04.3 Contraindications
Hypersensitivity to the active substance or to any of the excipients. Lithium salts are contraindicated in:
• heart disease,
• kidney failure,
• severe state of debilitation,
• increased sodium depletion,
• concomitant treatment with diuretics,
• ascertained or presumed pregnancy and lactation (see section 4.6).
The safety and efficacy of lithium salts in children under the age of 12 has not yet been established, therefore their use in such patients is not recommended, unless otherwise advised by the specialist.

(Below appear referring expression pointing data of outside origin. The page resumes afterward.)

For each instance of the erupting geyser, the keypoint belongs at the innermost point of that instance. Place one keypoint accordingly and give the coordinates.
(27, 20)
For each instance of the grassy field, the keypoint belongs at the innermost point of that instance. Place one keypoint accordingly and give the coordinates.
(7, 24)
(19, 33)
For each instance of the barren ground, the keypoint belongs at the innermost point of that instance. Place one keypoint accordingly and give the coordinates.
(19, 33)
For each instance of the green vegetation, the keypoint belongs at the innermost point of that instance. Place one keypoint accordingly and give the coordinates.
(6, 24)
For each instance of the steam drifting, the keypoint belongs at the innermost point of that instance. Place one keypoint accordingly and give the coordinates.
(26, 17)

04.4 Special warnings and appropriate precautions for use
Lithium salts have a low therapeutic index (narrow therapeutic / toxic ratio) and therefore should not be prescribed if their blood concentration cannot be controlled. It is always necessary to start therapy with low doses of the drug and titrate the dose according to the measurement of lithemia.

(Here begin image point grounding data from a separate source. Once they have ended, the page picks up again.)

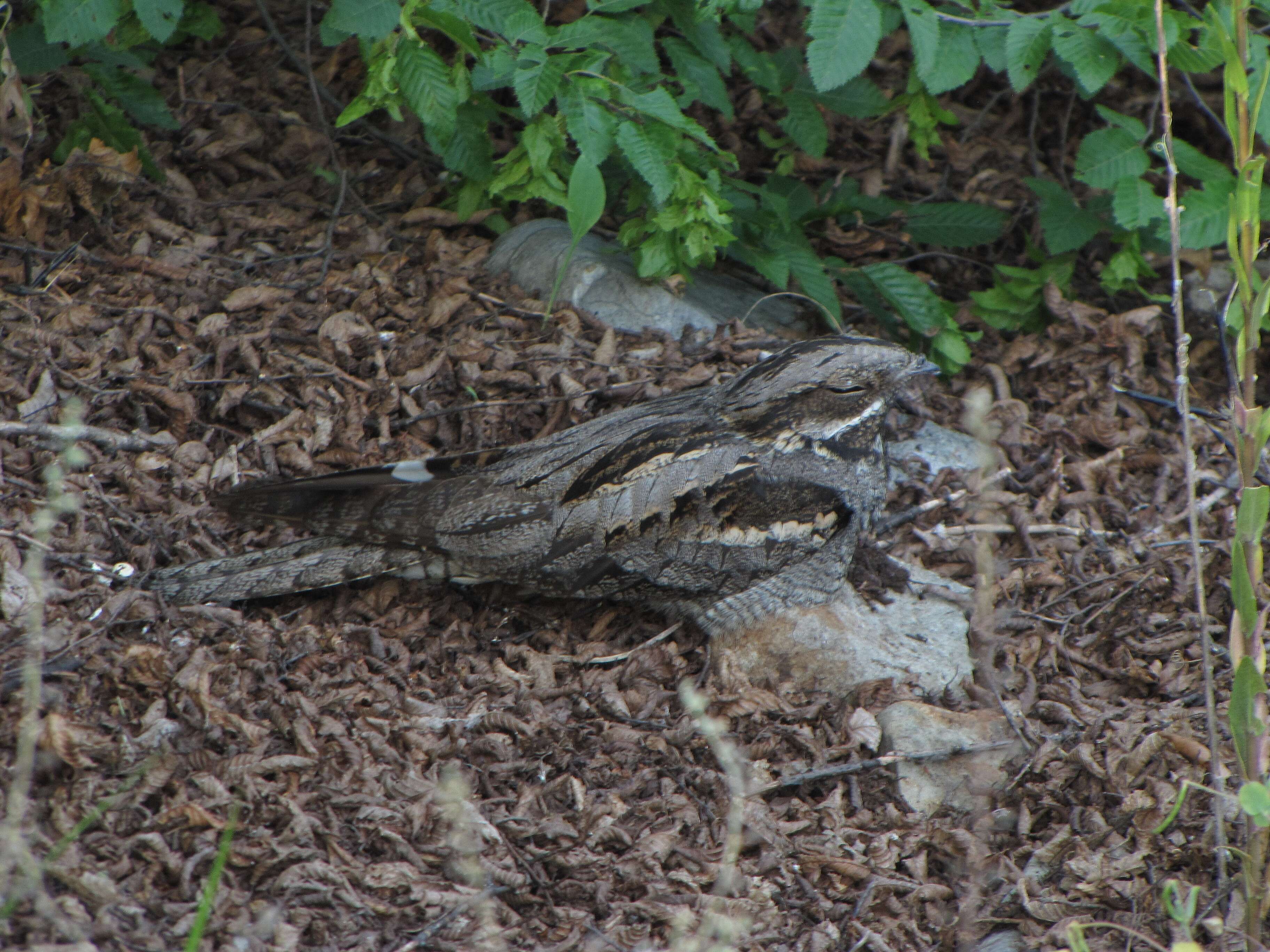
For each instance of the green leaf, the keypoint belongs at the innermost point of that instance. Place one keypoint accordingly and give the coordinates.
(699, 77)
(1194, 163)
(860, 100)
(1133, 126)
(1028, 42)
(805, 125)
(373, 19)
(1136, 205)
(924, 35)
(647, 159)
(586, 197)
(108, 124)
(1108, 155)
(426, 87)
(1255, 801)
(957, 63)
(159, 17)
(32, 54)
(139, 98)
(1250, 518)
(588, 121)
(992, 46)
(1245, 690)
(1093, 57)
(79, 22)
(911, 298)
(661, 104)
(1205, 216)
(630, 39)
(956, 224)
(845, 36)
(536, 79)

At the beginning of the therapy it is advisable to carry out the first determination of the lithemia upon reaching the steady state, ie after 4-8 days of the beginning of the therapy itself, on a blood sample taken 10-12 hours after the last administration.

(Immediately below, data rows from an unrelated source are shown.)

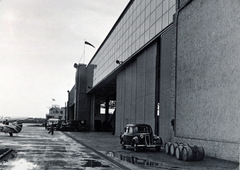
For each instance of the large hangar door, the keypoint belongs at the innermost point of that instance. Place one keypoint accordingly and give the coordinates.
(166, 86)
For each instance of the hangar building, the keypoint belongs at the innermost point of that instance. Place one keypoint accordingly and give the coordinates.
(173, 64)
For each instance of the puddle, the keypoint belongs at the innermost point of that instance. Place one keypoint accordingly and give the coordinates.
(138, 161)
(93, 163)
(11, 161)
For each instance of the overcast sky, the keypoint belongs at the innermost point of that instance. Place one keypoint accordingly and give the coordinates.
(40, 40)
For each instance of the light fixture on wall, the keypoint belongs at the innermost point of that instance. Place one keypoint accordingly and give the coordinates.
(75, 65)
(119, 62)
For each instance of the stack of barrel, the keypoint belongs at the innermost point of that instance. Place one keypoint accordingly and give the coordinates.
(185, 152)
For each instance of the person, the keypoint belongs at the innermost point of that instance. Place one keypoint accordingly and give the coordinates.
(51, 130)
(7, 123)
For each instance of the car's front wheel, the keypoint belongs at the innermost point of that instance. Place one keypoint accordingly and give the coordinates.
(135, 148)
(123, 145)
(158, 148)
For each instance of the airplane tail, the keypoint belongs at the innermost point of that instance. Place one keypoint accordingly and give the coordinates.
(17, 127)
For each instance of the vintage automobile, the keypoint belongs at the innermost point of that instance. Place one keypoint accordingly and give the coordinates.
(140, 136)
(52, 122)
(73, 125)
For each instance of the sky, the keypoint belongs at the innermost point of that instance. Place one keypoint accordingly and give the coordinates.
(40, 41)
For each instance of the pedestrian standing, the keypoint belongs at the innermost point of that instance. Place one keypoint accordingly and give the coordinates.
(51, 130)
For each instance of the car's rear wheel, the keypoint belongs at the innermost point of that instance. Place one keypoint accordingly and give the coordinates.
(158, 148)
(135, 148)
(123, 145)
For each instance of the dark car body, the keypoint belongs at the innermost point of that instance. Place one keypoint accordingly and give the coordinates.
(73, 125)
(140, 136)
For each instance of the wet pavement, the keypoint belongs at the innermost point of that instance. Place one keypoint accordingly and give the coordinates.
(34, 148)
(109, 145)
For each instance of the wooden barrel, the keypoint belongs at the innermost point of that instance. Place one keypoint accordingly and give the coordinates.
(167, 147)
(193, 153)
(173, 147)
(179, 151)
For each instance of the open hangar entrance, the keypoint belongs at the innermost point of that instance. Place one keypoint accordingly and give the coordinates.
(103, 105)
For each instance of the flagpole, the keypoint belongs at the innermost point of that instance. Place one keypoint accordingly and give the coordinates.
(84, 52)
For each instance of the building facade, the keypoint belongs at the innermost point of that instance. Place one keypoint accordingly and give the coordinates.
(173, 65)
(57, 112)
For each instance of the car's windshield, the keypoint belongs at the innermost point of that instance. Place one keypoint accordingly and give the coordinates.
(142, 129)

Then repeat the lithemia measurement every week until the dosage remains constant for another four weeks, and then every three months. Dose adjustments should be made to keep lithemia in the 0.4-1 mEq / liter range.
Plasma concentrations between 0.8 and 1 mEq / liter are usually required for the treatment of acute mania.
Recurrence prevention is generally achieved with plasma concentrations ranging from 0.6 to 0.75 mEq / liter, but some patients are also controlled by lower concentrations of 0.4-0.6 mEq / liter.
It is necessary to monitor the lithemia and the clinical status of the patient after each dose increase and to carry out constant checks during the entire duration of therapy and in particular in the case of intercurrent diseases (including urinary tract infections), alternation of manic and depressive phases, introduction of new drugs, and changes in the diet with changes in the intake of salts and liquids. The bioavailability varies greatly in the different preparations: replacing one preparation with another requires the same precautions as in the beginning of treatment, careful monitoring of lithemia, consequent dose adjustments and the physician's assessment of the patient's clinical status.
Prior to initiating therapy with lithium salts it is advisable to evaluate cardiac, renal and thyroid function. These tests must be repeated periodically during therapy.
Pre-existing mild thyroid disorders are not necessarily a contraindication to lithium treatment; where hypothyroidism exists, thyroid function must be controlled both during the attack phase and during maintenance. In case of manifestation of hypothyroidism during therapy, it is advisable to carry out a "suitable replacement therapy with thyroid hormones.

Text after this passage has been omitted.